Saluant la conclusion de cet accord, le directeur de la diplomatie climatique internationale du Réseau action climat Canada, Eddy Pérez, a évoqué l’ouverture d’« une nouvelle ère de transformation et de solidarité » qui doit aussi permettre de mettre un terme aux « extinctions massives auxquelles nous assistons ».

« La réalisation des promesses de l’accord dépendra de sa mise en oeuvre au niveau national », a-t-il ajouté. « En l’absence de mécanisme de rehaussement, la responsabilité reste faible. Il sera donc crucial pour la société civile de continuer à se mobiliser et à demander des comptes aux gouvernements. »

Selon lui, l’entente impose à des pays comme le Canada de mettre en oeuvre rapidement les mesures qui permettront d’atteindre les « cibles » inscrites dans le texte. Le gouvernement fédéral, tout comme celui du Québec, s’est déjà engagé à protéger 30 % des milieux naturels terrestres et marins d’ici 2030.

« Les gouvernements ont choisi le bon côté de l’histoire à Montréal, mais l’histoire nous jugera si nous ne respectons pas les engagements pris aujourd’hui », a prévenu le directeur général du Fonds mondial pour la nature, Marco Lambertini. L’organisation redoute la lenteur à mettre en oeuvre cette entente, mais aussi à obtenir le financement nécessaire pour les pays en développement.

La présidente de la Commission européenne, Ursula von der Leyen, estime que l’accord est complémentaire à celui de Paris sur le climat. « Le monde a désormais deux champs d’action pour aller vers une économie durable d’ici 2050 », a-t-elle affirmé lundi.

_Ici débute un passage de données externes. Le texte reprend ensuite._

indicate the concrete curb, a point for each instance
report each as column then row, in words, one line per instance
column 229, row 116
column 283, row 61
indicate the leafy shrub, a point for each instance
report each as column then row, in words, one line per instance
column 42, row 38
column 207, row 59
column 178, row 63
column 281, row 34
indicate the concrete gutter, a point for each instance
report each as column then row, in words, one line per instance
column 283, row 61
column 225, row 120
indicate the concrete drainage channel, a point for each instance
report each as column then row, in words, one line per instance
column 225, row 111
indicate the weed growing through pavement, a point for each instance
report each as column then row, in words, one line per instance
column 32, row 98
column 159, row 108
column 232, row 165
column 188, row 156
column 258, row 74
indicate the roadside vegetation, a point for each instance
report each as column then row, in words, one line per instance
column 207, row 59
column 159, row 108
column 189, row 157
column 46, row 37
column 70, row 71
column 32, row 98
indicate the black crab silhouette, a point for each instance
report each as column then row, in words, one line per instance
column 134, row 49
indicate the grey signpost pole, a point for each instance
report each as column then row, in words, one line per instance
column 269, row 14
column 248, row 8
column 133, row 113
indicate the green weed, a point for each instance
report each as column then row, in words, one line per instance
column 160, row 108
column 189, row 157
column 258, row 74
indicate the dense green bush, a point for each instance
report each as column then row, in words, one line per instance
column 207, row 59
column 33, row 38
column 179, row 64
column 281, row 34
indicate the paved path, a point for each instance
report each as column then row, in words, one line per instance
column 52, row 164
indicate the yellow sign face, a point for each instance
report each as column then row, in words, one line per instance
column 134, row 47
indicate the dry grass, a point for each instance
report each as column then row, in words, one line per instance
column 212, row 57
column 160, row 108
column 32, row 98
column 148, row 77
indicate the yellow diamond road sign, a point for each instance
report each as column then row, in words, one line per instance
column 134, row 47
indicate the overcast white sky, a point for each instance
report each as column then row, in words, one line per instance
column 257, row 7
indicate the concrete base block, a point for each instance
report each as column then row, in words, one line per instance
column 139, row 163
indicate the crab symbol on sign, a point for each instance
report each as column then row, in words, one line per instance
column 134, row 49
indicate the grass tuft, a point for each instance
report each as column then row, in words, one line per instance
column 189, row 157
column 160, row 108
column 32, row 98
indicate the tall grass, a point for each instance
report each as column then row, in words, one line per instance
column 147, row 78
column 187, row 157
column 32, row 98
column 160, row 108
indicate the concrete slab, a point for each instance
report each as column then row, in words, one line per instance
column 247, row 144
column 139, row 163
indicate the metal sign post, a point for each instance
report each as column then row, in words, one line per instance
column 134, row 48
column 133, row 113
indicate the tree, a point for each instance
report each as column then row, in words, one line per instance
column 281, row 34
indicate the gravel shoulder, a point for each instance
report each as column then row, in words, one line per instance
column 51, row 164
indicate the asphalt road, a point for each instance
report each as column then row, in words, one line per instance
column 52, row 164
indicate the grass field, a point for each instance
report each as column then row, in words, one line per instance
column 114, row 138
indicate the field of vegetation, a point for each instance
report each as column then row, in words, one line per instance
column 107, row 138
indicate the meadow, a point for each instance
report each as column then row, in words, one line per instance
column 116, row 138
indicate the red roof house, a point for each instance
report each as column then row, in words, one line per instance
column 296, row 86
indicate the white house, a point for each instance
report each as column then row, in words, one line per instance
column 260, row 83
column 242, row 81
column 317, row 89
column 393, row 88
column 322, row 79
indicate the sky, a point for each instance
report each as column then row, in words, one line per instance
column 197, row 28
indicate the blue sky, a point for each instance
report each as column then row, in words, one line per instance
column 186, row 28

Le défi pour les prochaines années est pour le moins colossal : 70 % des écosystèmes mondiaux ont été dégradés par l’activité humaine et plus d’un million d’espèces sont menacées de disparition sur la planète. Plusieurs experts évoquent maintenant l’idée que l’humanité a enclenché une « sixième extinction » de masse, la première depuis la disparition des dinosaures, il y a de cela 65 millions d’années.

Et au-delà des implications morales évoquées par certains participants de la COP15, c’est toute la prospérité du monde qui est en jeu, rappellent les experts : plus de la moitié du PIB mondial dépend de la nature et de ses services. Qui plus est, la majorité des médicaments prescrits dans les pays industrialisés sont dérivés de composés naturels produits par des animaux et des plantes.